Entre as hipóteses que autorizam — e por vezes impõem — a recusa fundamentada do farmacêutico, destacam-se:

  • Prescrição com ilegibilidade severa, incompleta ou sem dados obrigatórios, como identificação do paciente, do profissional prescritor, data, dosagem, forma farmacêutica e via de administração;

  • Vícios formais ou indícios de falsificação da receita médica, como divergências na identificação do prescritor ou ausência de registro no respectivo conselho;

  • Incompatibilidade de dosagem do medicamento, por ultrapassar os limites farmacológicos ou a prescrição apresentar incompatibilidades;

  • Interações medicamentosas graves ou contraindicações evidentes, especialmente quando há risco de eventos adversos severos ou uso concomitante de substâncias de ação potencialmente letal;

  • Prescrição de medicamentos controlados sem observância das normas específicas, como ausência de receita especial, numeração, validade, entre outros requisitos da Portaria nº 344/1998.

Nessas situações, o farmacêutico deve adotar postura técnica e cautelosa, priorizando a segurança do paciente e a conformidade legal do ato. Sendo possível, o farmacêutico deve entrar em contato com o profissional prescritor para esclarecer eventuais problemas que tenha detectado. Em caso de recusa, esta deve ser devidamente fundamentada, registrada por escrito (pode ser transcrita no verso da prescrição). O profissional também pode acionar a vigilância sanitária ou seu conselho de classe para orientação, especialmente em casos reincidentes ou de maior gravidade.

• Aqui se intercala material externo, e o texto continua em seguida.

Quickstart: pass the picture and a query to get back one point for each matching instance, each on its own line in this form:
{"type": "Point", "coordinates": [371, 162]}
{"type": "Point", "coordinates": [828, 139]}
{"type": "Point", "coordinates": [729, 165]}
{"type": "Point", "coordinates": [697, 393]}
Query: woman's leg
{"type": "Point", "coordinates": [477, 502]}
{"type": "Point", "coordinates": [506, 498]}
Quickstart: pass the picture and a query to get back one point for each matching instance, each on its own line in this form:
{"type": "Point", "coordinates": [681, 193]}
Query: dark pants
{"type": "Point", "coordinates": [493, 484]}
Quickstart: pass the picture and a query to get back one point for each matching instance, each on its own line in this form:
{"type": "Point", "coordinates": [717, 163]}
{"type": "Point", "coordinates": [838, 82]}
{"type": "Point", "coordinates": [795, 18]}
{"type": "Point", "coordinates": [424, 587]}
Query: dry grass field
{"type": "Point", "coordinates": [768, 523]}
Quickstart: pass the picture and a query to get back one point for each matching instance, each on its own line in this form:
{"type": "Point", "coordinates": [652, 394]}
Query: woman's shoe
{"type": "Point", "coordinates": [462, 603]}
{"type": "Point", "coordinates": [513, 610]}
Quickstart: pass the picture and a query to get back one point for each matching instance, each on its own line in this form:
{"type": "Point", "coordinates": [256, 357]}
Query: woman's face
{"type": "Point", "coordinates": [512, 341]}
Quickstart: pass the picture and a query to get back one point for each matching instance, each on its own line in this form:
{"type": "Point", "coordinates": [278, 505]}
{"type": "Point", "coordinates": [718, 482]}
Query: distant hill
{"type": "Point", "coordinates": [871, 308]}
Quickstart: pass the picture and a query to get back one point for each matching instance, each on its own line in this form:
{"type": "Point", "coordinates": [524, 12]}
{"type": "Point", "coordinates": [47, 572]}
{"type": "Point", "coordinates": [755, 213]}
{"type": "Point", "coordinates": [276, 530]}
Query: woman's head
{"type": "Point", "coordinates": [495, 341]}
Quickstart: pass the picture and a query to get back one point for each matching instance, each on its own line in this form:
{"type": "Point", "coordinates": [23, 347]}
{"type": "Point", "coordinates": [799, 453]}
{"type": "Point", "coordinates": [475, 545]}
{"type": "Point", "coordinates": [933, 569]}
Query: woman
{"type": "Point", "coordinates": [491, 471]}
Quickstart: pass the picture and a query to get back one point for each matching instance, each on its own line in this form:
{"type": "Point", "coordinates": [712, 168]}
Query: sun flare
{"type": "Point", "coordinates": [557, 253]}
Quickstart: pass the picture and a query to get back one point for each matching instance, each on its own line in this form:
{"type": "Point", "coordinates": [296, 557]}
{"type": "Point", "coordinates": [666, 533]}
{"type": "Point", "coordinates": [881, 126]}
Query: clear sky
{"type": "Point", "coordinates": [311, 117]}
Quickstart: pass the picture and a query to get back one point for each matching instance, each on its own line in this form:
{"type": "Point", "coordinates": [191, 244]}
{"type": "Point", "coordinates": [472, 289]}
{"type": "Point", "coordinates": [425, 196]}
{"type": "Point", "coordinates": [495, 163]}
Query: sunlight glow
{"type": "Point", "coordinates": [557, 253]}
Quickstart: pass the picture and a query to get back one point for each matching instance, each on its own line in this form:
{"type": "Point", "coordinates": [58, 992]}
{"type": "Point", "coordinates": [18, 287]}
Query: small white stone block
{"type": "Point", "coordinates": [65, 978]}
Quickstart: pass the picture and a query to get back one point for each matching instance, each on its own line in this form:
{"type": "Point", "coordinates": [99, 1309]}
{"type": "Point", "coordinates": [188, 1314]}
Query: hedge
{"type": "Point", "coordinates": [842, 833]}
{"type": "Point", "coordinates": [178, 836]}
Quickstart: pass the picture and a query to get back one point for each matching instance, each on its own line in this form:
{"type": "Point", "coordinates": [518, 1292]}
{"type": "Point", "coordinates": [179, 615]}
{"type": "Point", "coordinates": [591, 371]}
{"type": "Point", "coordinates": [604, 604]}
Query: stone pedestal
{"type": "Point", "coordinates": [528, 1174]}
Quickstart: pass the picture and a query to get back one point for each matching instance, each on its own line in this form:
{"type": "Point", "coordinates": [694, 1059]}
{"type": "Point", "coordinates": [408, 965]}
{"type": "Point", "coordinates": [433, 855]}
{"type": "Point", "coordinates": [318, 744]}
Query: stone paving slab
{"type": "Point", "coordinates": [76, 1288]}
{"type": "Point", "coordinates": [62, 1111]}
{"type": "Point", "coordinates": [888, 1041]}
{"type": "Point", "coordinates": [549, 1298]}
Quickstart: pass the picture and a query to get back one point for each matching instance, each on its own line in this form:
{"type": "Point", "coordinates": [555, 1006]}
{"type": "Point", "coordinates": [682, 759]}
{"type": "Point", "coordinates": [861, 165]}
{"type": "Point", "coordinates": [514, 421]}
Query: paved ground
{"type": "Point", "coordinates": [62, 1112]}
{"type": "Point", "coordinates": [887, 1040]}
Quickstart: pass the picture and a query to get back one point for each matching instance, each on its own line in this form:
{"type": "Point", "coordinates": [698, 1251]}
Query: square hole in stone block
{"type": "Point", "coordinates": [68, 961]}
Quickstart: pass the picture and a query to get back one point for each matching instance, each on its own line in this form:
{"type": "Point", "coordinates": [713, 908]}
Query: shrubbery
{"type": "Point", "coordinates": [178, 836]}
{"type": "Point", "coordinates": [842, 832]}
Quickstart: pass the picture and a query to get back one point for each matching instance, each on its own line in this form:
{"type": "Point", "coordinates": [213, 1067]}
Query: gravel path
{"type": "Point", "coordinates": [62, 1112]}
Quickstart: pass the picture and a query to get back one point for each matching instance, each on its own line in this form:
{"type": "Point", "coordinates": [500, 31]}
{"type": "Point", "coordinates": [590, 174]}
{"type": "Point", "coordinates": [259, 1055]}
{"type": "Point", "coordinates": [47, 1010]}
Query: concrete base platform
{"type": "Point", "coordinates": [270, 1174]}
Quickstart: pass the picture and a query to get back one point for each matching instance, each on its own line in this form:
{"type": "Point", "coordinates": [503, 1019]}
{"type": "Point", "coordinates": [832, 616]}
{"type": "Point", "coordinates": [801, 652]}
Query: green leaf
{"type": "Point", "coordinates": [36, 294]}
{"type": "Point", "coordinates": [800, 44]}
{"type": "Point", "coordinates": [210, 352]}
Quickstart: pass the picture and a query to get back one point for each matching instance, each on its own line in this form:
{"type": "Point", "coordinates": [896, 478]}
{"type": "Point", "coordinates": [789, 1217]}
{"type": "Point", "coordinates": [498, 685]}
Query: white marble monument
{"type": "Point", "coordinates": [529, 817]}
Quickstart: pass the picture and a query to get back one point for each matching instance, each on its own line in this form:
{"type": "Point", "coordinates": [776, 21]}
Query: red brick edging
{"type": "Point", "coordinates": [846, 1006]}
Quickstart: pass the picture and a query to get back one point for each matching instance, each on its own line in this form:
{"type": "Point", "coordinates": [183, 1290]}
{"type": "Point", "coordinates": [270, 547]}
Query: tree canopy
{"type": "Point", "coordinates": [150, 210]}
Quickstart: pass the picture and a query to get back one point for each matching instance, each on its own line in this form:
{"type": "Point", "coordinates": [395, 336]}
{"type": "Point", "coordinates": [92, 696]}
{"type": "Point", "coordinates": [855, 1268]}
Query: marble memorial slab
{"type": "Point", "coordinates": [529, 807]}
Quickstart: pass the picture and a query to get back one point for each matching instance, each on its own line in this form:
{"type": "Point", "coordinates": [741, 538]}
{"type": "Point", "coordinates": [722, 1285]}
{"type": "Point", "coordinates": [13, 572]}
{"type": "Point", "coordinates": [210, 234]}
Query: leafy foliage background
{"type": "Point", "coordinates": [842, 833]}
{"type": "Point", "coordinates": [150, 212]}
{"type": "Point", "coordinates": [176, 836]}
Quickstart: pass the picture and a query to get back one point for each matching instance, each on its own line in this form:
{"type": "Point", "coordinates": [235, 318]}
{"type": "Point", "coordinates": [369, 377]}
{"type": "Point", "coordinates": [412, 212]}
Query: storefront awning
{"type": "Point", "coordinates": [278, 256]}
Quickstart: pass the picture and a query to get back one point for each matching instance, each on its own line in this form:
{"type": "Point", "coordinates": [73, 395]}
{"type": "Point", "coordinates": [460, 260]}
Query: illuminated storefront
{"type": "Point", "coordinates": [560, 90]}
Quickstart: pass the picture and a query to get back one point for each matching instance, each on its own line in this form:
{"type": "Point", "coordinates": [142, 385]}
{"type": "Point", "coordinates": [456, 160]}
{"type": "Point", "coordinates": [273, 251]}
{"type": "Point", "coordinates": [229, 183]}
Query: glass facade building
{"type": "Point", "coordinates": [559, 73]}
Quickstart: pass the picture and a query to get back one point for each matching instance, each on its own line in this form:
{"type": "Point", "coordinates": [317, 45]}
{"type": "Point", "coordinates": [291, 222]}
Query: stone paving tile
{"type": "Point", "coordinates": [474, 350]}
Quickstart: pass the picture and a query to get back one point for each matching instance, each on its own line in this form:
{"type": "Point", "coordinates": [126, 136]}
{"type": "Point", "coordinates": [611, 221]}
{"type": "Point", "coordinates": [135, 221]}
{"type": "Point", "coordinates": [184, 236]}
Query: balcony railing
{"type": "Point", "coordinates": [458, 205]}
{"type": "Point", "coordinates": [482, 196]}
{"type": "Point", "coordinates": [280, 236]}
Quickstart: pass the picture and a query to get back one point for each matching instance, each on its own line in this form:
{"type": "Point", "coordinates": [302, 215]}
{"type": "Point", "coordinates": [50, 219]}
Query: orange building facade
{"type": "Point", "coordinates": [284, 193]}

É necessário, ainda, que não haja abuso de atuação do farmacêutico, com negativa de medicamentos sem justificativa técnica correta. Não compete ao farmacêutico avaliar a pertinência terapêutica do medicamento prescrito, devendo se ater aos casos de erros formais e casos que podem trazer perigo evidente ao paciente. A seguir, apresentam-se exemplos relatados por profissionais médicos, que apontaram situações em que a negativa de dispensação não observou fundamentos técnico-legais adequados:

  • negativa de venda do medicamento tansulosina a uma paciente feminina em tratamento de cálculo urinário sob a justificativa de que “mulher não tem próstata”;

  • negativa de venda de colírios indicados por otorrinolaringologista para aplicação no ouvido;

  • negativa de venda de finasterida para alopecia androgenética em mulheres.

Também é importante ressaltar que o farmacêutico não deve alterar a prescrição médica¹, realizando indicação de outro medicamento, devendo sempre solicitar ao médico responsável os esclarecimentos ou confirmação do que consta na prescrição.

Portanto, embora não possa prescrever medicamentos, o farmacêutico tem papel essencial na proteção da saúde pública, atuando como agente de controle técnico-sanitário no sistema de dispensação. Sua intervenção não configura afronta à prescrição médica, mas sim cumprimento de um dever profissional legítimo, previsto em lei e indispensável à qualidade e segurança do uso de medicamentos no país.

Fontes:

  • Lei federal nº 5.991, de 17 de dezembro de 1973.

  • Portaria SVS/MS nº 344, de 12 de maio de 1998 da Secretaria de Vigilância Sanitária do Ministério da Saúde.

  • Resolução CFF nº 357, de 20 de abril de 2001 do Conselho Federal de Farmácia, com redação alterada pelas Resoluções n. 416/04 e 597/14.

  • Código de Ética da Profissão Farmacêutica.

  • Resolução nº 05/2025 do Conselho Federal de Farmácia, suspensa por decisão liminar na Ação Civil Pública n. 1024895-51.2025.4.01.3400 que tramita na Justiça Federal do Distrito Federal.

¹ A substituição por medicamento genérico equivalente é permitida, desde que mantenha o princípio ativo e respeite a intercambialidade prevista pela Anvisa.